The widely accepted criteria for SR were published by Cole and Everson in 1956 [
1]. They defined SR as “the partial or complete disappearance of a malignant tumor in the absence of all treatment, or in the presence of therapy which is considered inadequate to exert a significant influence on neoplastic disease” [
1]. A literature search revealed the rare occurrence of SR in various cancer types, such as melanoma, renal cell carcinoma, and neuroblastoma [
3]. There are only a handful of cases in the literature in which authors have reported SR in a case of primary lung cancer [
1,
6,
7]. Lopez-Pastorini and colleagues [
7] reported a case of presumed squamous cell cancer that demonstrated SR after biopsy of a mediastinal lymph node, but they were unable to acquire tissue from the lung mass itself. They also summarized older articles that show just how scarce is the number of reported primary lung cancer SR cases; one such article they referenced described only two reports of primary lung cancer SR between 1951 and 2008 [
7].
Investigations on the mechanisms behind tumor SR have been inconclusive, but there are several theorized mechanisms. These studies and case reports have postulated different processes, such as immune mediation, tumor inhibition by cytokines or growth factors, hormonal influence, elimination of carcinogenesis, tumor necrosis, angiogenesis inhibition, apoptosis, epigenetic mechanisms, and induction of differentiation [
2‐
4,
8]. A leading hypothesis is that immunological response can be initiated by trauma to the area, such as when a tissue biopsy is extracted [
5]. In their original report, Cole and Everson showed that 40% of their cases of SR were related to some type pf operative trauma, and they concluded that stimulation of the immune process plays a key role in SR of cancers [
1,
7]. Butterfield’s review on cancer vaccinations mentions how surgery and tumor-ablative procedures of various magnitudes can be considered a sort of “cancer vaccine” [
9]. This comparison is attributed to how an ablation of a mass can affect antitumor immunity by the release of immunologically active tumor antigens that are inevitably liberated by damaged and dying cells during the ablation process [
9]. Other authors report an “abscopal” effect in which radiation to one mass can lead to regression in a mass that was not in the field of radiation [
10]. Mechanisms for this effect are thought to be mediated by the release of tumor antigens, “danger signals” (e.g., heat shock proteins and high morbidity group box 1), and proinflammatory cytokines [
11]. This abscopal effect further implies that insult to cancer cells may initiate an immune response that acts more widely than the area of insult, and efforts are underway to further understand and potentially treat cancer with this mechanism by combining insult to cells and immunotherapy in the form of injecting “danger signal” proteins and proinflammatory cytokines [
8,
11].
The lung cancer in our patient was essentially an incidental finding based on a CT scan, and the patient reported no significant symptoms.
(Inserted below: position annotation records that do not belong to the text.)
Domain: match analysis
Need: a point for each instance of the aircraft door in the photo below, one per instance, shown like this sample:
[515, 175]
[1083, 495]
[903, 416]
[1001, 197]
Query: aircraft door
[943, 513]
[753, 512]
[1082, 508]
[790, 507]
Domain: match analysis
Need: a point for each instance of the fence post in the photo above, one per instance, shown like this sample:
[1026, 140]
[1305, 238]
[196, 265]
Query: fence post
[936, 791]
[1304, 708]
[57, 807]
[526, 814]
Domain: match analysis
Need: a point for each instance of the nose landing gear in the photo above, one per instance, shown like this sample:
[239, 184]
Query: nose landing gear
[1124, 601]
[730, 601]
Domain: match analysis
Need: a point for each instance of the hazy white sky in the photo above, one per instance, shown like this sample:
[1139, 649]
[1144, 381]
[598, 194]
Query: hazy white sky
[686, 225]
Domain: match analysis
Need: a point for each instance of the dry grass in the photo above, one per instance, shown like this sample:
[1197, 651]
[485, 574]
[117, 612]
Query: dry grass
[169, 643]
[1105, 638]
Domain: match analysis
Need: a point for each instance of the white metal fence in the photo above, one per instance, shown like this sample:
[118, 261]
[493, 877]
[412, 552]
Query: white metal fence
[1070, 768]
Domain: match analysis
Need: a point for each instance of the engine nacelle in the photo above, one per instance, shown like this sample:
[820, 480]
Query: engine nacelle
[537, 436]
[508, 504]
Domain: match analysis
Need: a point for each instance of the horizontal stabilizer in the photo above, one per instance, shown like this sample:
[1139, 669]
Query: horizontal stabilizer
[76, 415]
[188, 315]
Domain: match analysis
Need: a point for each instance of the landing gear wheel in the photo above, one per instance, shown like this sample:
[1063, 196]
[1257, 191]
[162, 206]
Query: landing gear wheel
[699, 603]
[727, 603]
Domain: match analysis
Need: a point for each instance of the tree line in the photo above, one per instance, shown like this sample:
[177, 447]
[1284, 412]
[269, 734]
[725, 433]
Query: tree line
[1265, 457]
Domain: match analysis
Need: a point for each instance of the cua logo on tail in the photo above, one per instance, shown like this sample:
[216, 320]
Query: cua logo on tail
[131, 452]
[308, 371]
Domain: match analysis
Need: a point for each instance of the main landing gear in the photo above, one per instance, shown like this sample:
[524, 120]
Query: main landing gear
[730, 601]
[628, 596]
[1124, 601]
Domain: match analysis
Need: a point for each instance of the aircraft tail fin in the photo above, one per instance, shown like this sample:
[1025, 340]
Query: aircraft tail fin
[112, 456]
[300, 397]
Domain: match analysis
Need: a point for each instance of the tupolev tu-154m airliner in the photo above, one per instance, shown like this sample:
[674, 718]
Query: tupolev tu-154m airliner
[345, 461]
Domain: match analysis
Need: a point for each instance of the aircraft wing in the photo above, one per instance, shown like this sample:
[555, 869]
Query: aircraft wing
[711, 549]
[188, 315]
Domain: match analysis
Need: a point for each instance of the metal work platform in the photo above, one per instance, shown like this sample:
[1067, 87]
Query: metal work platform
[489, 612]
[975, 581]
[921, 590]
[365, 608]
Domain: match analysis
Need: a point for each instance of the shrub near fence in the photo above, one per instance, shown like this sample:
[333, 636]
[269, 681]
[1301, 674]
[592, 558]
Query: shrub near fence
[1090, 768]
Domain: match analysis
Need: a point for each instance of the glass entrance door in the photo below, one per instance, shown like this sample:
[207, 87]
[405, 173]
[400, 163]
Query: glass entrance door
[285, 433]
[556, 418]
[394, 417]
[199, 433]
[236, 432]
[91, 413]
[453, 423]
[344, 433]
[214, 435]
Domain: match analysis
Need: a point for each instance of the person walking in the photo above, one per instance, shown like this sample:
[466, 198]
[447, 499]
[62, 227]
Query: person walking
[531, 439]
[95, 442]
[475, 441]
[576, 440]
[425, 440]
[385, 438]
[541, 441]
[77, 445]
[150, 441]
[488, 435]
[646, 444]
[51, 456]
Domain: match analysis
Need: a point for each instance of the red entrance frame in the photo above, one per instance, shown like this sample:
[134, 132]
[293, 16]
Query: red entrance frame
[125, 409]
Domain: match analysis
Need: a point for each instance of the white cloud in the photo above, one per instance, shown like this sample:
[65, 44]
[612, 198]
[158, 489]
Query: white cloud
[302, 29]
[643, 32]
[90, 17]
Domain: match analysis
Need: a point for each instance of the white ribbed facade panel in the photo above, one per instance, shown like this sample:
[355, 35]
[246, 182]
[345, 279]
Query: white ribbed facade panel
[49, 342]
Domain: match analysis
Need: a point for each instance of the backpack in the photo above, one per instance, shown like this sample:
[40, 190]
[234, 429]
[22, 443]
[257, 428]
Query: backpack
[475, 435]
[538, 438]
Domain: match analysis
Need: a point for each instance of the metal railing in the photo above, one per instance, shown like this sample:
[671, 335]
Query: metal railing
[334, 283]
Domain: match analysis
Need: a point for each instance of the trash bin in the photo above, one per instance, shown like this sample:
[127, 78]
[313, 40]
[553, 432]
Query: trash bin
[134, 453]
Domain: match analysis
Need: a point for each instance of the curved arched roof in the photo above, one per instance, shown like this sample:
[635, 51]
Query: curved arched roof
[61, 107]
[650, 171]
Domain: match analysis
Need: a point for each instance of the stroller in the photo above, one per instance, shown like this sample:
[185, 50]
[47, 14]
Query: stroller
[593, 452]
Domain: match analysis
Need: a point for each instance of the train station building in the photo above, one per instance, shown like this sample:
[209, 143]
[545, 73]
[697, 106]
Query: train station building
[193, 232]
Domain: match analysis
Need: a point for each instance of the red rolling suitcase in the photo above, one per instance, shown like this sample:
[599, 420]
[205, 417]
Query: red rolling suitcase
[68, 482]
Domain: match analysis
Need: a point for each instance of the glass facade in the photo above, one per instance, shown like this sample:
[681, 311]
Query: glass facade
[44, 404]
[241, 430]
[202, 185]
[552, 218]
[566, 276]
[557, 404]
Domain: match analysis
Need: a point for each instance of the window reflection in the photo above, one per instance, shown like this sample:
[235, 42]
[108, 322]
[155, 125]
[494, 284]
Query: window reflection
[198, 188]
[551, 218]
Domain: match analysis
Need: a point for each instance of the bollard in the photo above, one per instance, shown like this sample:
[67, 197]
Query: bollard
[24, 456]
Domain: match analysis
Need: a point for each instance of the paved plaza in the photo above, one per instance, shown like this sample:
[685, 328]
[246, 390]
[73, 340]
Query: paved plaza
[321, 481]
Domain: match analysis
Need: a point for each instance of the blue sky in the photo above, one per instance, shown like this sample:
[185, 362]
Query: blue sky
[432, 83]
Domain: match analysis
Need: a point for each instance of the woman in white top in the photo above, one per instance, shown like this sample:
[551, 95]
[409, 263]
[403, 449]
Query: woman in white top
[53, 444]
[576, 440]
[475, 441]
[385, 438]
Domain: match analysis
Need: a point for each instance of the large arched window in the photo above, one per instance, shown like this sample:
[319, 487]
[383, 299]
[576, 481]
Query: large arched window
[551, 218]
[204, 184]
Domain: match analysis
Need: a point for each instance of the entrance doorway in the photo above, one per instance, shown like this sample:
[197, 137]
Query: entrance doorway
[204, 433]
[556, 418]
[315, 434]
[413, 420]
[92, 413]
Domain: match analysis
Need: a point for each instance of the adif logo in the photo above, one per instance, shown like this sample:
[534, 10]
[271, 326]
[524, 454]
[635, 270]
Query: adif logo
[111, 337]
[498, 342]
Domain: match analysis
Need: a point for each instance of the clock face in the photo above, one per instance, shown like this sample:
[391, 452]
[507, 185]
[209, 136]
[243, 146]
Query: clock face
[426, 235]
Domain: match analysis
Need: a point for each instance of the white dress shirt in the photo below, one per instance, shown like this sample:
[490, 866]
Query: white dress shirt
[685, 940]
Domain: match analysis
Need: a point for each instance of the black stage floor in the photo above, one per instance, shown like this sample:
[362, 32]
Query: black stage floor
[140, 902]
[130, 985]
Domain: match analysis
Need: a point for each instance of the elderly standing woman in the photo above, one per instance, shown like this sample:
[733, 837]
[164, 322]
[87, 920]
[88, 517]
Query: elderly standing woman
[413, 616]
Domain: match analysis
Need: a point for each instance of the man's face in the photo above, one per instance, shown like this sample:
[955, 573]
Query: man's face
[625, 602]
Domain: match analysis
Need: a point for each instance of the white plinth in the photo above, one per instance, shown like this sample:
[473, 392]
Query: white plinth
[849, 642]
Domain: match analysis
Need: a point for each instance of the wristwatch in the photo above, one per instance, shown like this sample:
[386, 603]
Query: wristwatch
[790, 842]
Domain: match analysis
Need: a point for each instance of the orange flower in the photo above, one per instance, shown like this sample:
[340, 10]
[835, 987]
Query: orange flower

On the basis of current standards of care, surgery was recommended, but the patient declined. This aspect differs from other cases where patients had a lung cancer workup because of their complaints of progressive symptoms or because less sensitive imaging modalities (e.g., chest X-rays) had evident findings, indicating that the mass was potentially quite extensive/severe or metastatic. Our patient’s cancer was clinically stage I. Patients in other case reports had more advanced stages [
6,
7]. Case reports involving different stages of a tumor help further characterize SR and how it can occur in any stage of cancer. In addition, continuing to report patients who experience SR under any circumstances can potentially impact the identification of neoplastic drug targets or other novel treatments of cancer. Our patient’s case reinforces the need to further understand the mechanisms of tumor regression and the potential for treatment modalities that may significantly reduce the morbidity and mortality of cancer.